What are behavioural questions? They’re questions that ask you to describe what you have done – your behaviour – in a variety of situations. These help employers to determine not only whether you will be capable of doing the job but what sort of person you are, whether they will enjoy working with you, and how well you will work with the rest of their team.

There are dozens of examples of behavioural questions. I’ve listed some below and you can see more here. You can’t prepare answers for all of them. But if you prepare just three stories to take with you to any interview, you can cover a lot of ground. It’s imperative that you this, because these questions will be asked.

Here are the three stories you should prepare and some samples of the questions to which you might use them as answers:

A time when you solved a problem: Think of a time when you had to demonstrate your problem-solving skills by getting creative, or using logic. Maybe you persevered, solved a mystery, and/or completed a project without the proper resources. Find a story that illustrates your drive, initiative, creativity, motivation, and, of course, problem solving skills.

Sample questions:

“Describe a situation in which you had to get creative to solve a problem.”

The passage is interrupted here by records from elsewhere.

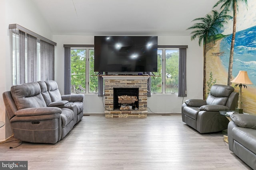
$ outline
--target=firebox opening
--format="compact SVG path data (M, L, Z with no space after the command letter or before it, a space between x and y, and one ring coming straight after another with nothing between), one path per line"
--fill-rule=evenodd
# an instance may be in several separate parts
M129 110L134 110L135 108L139 108L139 88L114 88L113 89L113 103L114 109L119 110L121 106L124 106L130 107ZM118 103L118 96L136 96L137 100L133 104L131 103ZM133 98L133 97L131 97ZM125 102L124 102L125 103ZM128 102L128 103L130 103ZM123 106L125 107L125 106Z

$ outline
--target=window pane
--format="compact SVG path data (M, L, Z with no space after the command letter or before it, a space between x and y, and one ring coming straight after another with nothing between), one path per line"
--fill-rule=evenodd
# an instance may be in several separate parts
M178 93L179 78L179 50L166 50L166 93Z
M162 92L162 50L157 51L157 72L154 72L156 76L160 76L159 77L151 77L151 92Z
M94 51L90 49L89 51L89 93L98 92L98 78L97 76L92 76L97 74L98 72L94 72Z
M71 92L85 92L85 49L72 49L71 53Z

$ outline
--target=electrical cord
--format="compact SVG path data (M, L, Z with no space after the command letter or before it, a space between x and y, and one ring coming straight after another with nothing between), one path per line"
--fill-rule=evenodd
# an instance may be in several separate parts
M154 111L152 111L151 109L150 109L150 108L147 107L147 108L148 108L149 110L150 110L150 111L153 113L154 114L156 114L156 115L170 115L170 114L179 114L179 113L155 113Z
M22 144L22 143L23 143L23 141L21 141L21 143L20 143L20 144L19 145L18 145L18 146L16 146L16 147L10 147L10 149L13 149L13 148L17 148L17 147L19 147Z

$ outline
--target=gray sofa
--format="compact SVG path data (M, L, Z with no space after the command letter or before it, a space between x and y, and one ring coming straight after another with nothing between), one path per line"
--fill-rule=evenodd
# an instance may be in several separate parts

“Tell me about a time when you were able persuade someone to change their mind.”

“Describe a time when you overcame a large obstacle to complete a project.”

A time when you had to deal with conflict: Think of an instance when a customer or prospect was belligerent or extremely difficult or when you had to deal with warring factions among team members. Describe how you resolved the problem and came out smelling like roses. Be sure not to put down or insult anyone else in the telling. It’s better to say a client “was having a difficult time” than “was being a total butthead.”

Sample questions:

“Tell me about a time when you were able to diffuse a situation.”

“Describe a time when you worked closely with someone who had very different ideas from you.”

“Describe a time when you had to deal with a difficult situation."

A time when you totally knocked that ball out of the park: What are your biggest career accomplishments? Of what are you most proud? Talk about a time when you did a super amazing job. Describe how you went above and beyond to do it, or how the success came naturally. You can also talk about the challenges you faced or the curveballs that were thrown your way. Find the story that really illustrates how awesome you are.

Sample questions:

“Tell me about a time you set a goal and either met or exceeded that goal.”

“Describe a project you created and saw through to fruition.”

“Tell me about your greatest accomplishment.”

Craft your stories, memorize them, and structure them like real stories – with a beginning, a middle, and an ending. Don’t take too long to tell them and don’t be too perfunctory.

These three well-crafted stories will put you one big step closer to getting hired for the job you want.